Described as one of the most spectacular rail trips in the world, this ‘Little Engine That Could’ first travels from Lillooet through the narrow Seton River canyon. It then proceeds along the scenic northwest shoreline of 24.3 kilometre-long Seton Lake, a long, fjord-like finger of glacial jade-green water. The lake is walled in by near-vertical cliffs and towering mountains soaring to heights of over 2,000 metres. Bighorn sheep, bears, deer and eagles are often seen along the route and the train will stop to allow photographers to capture those special glimpses of the local wildlife.
The Kaoham Shuttle links Lillooet with the remote lakeside communities of Seton Portage and Shalalth. The shuttle is an economical and green alternative to the only other link between Lillooet and Seton Portage or Shalalth, a steep gravel road over Mission Mountain that concludes with a dramatic 1,300 metre descent to Seton Lake.
Shalalth is the site of B.C. Hydro’s Bridge River hydro-electric complex, completed in stages from 1931 to 1960. Water is diverted from Terzaghi Dam at the foot of Carpenter Lake, and through Mission Mountain, plunging down the mountainside through giant penstocks to powerhouses #1 and #2.
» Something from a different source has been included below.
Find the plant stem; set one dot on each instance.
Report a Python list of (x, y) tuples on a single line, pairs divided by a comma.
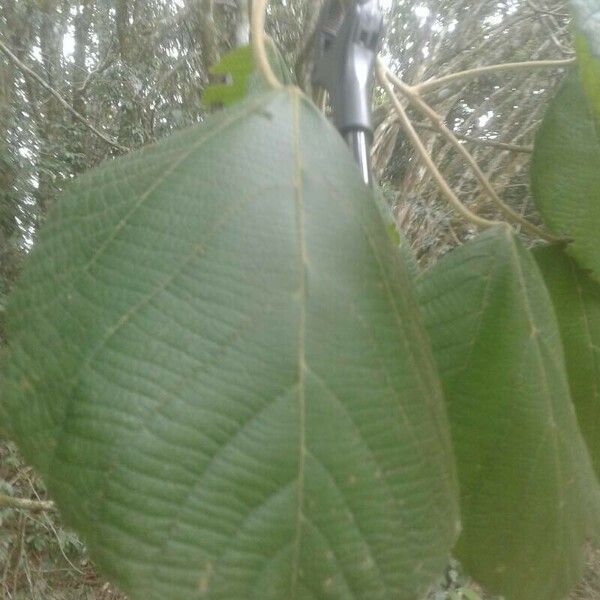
[(414, 98), (257, 31), (424, 154), (25, 504)]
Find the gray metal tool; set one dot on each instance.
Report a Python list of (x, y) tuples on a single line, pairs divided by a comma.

Seton Portage is the site of the first railway in British Columbia. During the Cariboo Gold Rush, a tramway was built in 1861 to transport gold-seekers’ supplies across the “short portage” between Seton and Anderson Lakes. Completed at a cost of $9,000, the tramway consisted of a narrow track of wooden rails, which guided the wagons along; later, mule-drawn wagons resembling ore carts were employed on iron rails. Seton Portage was also once known for its apple orchards, and for many years the tiny community produced the annual Christmas gift box of McIntosh apples given by Canada to the Queen.
The Kaoham Shuttle rail bus is operated in partnership between Canadian National Rail and the Seton Lake Indian Band. Its first run was November 1, 2002 and it was established to provide a vital passenger service after the cancellation of the regular Budd car service that operated daily between North Vancouver and Lillooet.
The train runs along a line constructed in 1915. Hugging the shore as it does, the track above Seton Lake features some extremely tight curves, with one forming an 18-degree arc. The hour-long jaunt also includes one very long, very dark tunnel. At 1,201 metres, the Seton Tunnel is the third-longest tunnel on the former Pacific Great Eastern or B.C. Rail line.
In the St’at’imc language, the word “Shalalth” means “the lake.” And “Kaoham” means “to meet the train.”